Le terme de “machines” est un peu bizarre, surtout qu’on a humains juste avant. Ca donne l’impression d’être dans une relation homme-machine, qui relève davantage de la robotique que du reconditionné. J’imagine qu’il y a eu un peu de brainstorming : Back Market est certes connu pour les smartphones et ordis portables reconditionnés, mais on peut également trouver des appareils électroménagers. C’est peut-être la moins mauvaise des solutions. Je pense surtout que c’est lié à la structure de la phrase qui a limité les options.
Sobre certes, cette raison d’être utilise tout de même le terme du pouvoir. C’est assez bien trouvé. Ce pouvoir dépend certes du choix des consommateurs, mais également de la capacité de l’entreprise à offrir un choix de qualité et faire savoir aux humains qu’ils peuvent disposer de pouvoir !
Les objectifs :
Encourager la circularité dans l’industrie des technologies
Faire du reconditionné le meilleur choix pour les consommateurs
Faire prospérer la bienveillance et l’engagement de sa culture d’entreprise
Les trois objectifs sont également clairs et sans fioriture. Ils viennent habilement compléter la raison d’être. Ils ont également le mérite d’être structurés de telle sorte que chacun traite d’une partie prenante.
Le premier relève presque du plaidoyer : changer les mentalités dans le secteur et aider les autres à bouger. C’est une démarche très positive dans une logique d’entreprise rôle modèle, car cela tire tout le monde vers le haut. En outre, la réglementation se densifie sur les enjeux d’économie circulaire. Faut-il rappeler que dans le numérique, la plus grande part de l’empreinte carbone est liée aux terminaux ?
Le second est très business : c’est le positionnement marché de Back Market. Je suis toujours partagé sur ce type d’objectif. C’est un peu une manière de dire : nous allons continuer à faire ce que nous faisons. Toutefois, on peut envisager une déclinaison opérationnelle assez intéressante : mesurer et augmenter le réflexe reconditionné chez les consommateurs.
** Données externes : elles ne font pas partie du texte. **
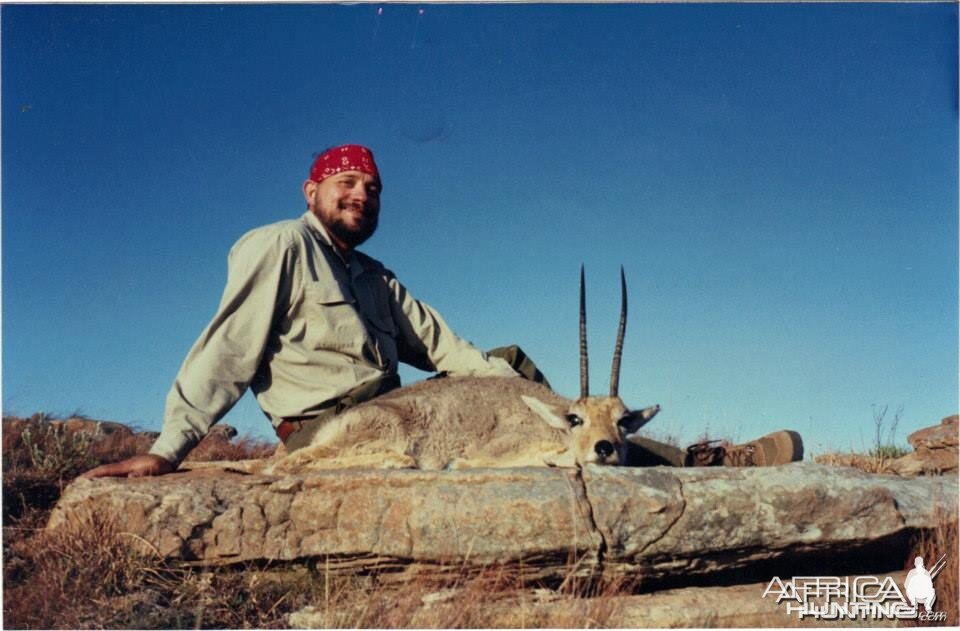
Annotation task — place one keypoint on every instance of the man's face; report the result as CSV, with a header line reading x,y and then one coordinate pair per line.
x,y
347,204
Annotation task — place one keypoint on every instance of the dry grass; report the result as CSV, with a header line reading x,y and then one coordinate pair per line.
x,y
93,575
875,463
931,545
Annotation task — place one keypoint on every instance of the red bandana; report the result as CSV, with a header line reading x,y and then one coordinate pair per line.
x,y
343,158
C’est un gros défi !
Le troisième objectif est un peu à côté de la mission, mais vous allez me dire que je radote quand on parle des objectifs managériaux. Pourquoi par exemple ne pas évoquer l’exemplarité que Back Market souhaite respecter pour être cohérent avec sa mission ?
Je trouve qu’il manque un objectif plus explicite à l’attention de tout l’écosystème des réparateurs de l’entreprise. En effet, c’est une partie prenante essentielle de Back Market.
Au global
La mission de Back Market ne tend pas à l’inspirationnel. Elle est propre et efficace. Comme l’explique Camille Richard, directrice DD de l’entreprise, dans l’émission “Smart Impact” cette démarche vient formaliser ce que l’entreprise faisait déjà et lui donne un cadre d’action.
De fait, l’aspect transformationnel est peu présent. Cela ne signifie toutefois pas que cette mission ne l’a met pas dans une démarche d’amélioration continue. Toutefois, on a davantage l’impression que cela portera sur des aspects de plaidoyer et de marketing de l’offre.
Par ailleurs, en étant centrée sur l’offre produit, cette mission occulte deux aspects qui lui aurait donné plus de puissance : l’aspect social en donnant accès à des appareils d’excellente qualité à des personnes ne pouvant pas se payer du neuf. Egalement rien sur la sobriété numérique. C’est effectivement une terminologie peu utilisée par Back Market, mais c’est comme si cette sobriété était réservée à l’usage du numérique et pas aux devices…
Cet exercice d’analyse se veut pédagogique pour toute entreprise souhaitant devenir société à mission ou en cours de transformation. Je m’évertue à être critique MAIS constructif.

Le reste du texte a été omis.